Bisulfite sequencing and data analyses

‘Reduced representation bisulfite sequencing’ and analysis were performed according to a previously published protocol43. Briefly, raw sequences were cleaned using in-house scripts and mapped to the mouse genome release mm9 in the UCSC genome browser using Bowtie after in-silico conversion. The methylation of each CpG was measured to determine the fraction of the number of methylated CpGs. Similarly, we measured the methylation of non-overlapping windows of 200 bp. We filtered out windows that have less than five CpGs. For each window, the methylation difference between normal and tumour groups were calculated by the difference between the average methylation of each group. We used the Student’s t-test for statistical analysis. Multiple testing correction based on FDR generated adjust P-values using a function p adjust in R. DMRs were defined as windows with an adjusted P-value<0.05 and methylation difference >0.25. All DMRs identified were compared using in-house scripts to RefSeq genes, CpG islands and repeats in the UCSC genome browser, and classified into functional categories. The correlation of genome-wide methylation of CpGs common in two samples was calculated by the Pearson’s product–moment coefficient using an R script.

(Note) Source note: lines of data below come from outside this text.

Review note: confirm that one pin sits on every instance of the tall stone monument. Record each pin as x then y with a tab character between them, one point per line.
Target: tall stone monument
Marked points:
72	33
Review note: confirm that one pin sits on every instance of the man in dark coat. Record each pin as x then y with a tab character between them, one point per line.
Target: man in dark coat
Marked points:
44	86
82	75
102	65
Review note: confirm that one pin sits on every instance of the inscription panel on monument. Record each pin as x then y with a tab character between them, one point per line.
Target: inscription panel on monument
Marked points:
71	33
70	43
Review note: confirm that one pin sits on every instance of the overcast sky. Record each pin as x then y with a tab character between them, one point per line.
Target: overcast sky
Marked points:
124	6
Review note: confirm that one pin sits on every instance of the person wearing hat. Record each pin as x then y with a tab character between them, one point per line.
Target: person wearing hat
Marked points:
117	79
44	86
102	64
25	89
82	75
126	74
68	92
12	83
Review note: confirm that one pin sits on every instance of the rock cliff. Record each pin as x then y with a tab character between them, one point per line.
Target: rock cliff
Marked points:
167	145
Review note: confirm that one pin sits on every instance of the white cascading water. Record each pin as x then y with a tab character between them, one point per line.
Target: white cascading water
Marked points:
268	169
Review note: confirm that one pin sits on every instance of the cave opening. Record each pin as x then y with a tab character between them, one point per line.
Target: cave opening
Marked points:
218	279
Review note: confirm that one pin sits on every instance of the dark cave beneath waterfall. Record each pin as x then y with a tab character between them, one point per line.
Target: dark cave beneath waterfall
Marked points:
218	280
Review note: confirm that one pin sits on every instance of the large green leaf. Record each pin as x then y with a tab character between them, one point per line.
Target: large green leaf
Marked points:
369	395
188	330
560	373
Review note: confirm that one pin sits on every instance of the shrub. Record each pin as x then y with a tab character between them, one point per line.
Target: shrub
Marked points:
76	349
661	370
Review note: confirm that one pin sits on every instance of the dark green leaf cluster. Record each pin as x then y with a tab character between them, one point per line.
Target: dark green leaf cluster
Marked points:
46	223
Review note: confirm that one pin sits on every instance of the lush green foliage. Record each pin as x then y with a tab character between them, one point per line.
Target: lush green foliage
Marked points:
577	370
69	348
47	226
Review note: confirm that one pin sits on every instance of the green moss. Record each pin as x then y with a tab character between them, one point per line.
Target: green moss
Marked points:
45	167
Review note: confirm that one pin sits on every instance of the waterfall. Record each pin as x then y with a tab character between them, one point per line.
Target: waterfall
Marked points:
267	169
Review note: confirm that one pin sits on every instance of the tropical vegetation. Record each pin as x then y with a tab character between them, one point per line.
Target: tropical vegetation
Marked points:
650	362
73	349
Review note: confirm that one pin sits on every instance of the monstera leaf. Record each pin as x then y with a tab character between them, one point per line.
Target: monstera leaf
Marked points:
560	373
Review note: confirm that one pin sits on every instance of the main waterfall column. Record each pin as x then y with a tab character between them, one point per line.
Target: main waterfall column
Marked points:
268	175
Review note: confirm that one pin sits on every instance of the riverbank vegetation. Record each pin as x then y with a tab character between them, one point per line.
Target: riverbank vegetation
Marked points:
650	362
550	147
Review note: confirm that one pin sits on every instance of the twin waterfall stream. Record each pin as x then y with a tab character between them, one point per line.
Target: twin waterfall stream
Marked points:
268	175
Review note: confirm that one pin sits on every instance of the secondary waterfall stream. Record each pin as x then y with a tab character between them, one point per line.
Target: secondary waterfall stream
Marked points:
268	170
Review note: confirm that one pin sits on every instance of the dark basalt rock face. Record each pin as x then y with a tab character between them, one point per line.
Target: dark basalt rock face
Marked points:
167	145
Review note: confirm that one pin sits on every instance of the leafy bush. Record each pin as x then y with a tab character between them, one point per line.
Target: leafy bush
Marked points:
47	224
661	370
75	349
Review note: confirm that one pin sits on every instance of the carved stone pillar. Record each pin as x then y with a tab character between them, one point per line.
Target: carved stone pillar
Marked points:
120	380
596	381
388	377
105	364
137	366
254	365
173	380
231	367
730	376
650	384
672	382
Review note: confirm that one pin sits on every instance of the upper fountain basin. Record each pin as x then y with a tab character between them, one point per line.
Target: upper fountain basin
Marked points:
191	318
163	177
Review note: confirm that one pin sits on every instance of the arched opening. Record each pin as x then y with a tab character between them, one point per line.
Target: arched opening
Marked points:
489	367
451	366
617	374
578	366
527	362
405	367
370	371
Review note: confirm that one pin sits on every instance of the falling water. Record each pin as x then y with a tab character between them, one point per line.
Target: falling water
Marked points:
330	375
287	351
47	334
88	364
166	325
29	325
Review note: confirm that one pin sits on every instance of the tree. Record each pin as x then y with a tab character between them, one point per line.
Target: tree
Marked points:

Chromatin immunoprecipitation sequencing data analysis

Sequence reads were mapped to the mouse genome (mm9) using Bowtie and only those reads that mapped to unique genomic locations with at most two mismatches were retained for further analysis. For visualization on the UCSC Genome Browser and generation of screenshots and read density plots, data were normalized to reads per million and plotted as histograms. DMRs were assigned to the nearest genes (within 50 Kb; RefSeq gene annotations) and read density plots for genes associated with hypermethylated or hypomethylated DMRs in tumorospheres compared with mammospheres were plotted. Published chromatin immunoprecipitation sequencing data sets used for comparative analysis: H3K27me3 in ESCs44, H3K4me3 in ESCs (ENCODE and GSE31039), H3K27me3 and H3K4me3 in MaSCs and LPs7.

Statistical analysis

P-value was determined using Student’s t-test with two-tail distribution. Kaplan–Meier analyses (http://kmplot.com/analysis/) were used to assay group differences in tumour-free survival. TCGA data base, UCGC genome, DAVID (http://david.abcc.ncifcrf.gov) and GOBO (http://co.bmc.lu.se/gobo) were also used to study biological function. Graph pad, sigma plot and excel was used to draw figure.

Additional information

How to cite this article: Pathania, R. et al. DNMT1 is essential for mammary and cancer stem cell maintenance and tumorigenesis. Nat. Commun. 6:6910 doi: 10.1038/ncomms7910 (2015).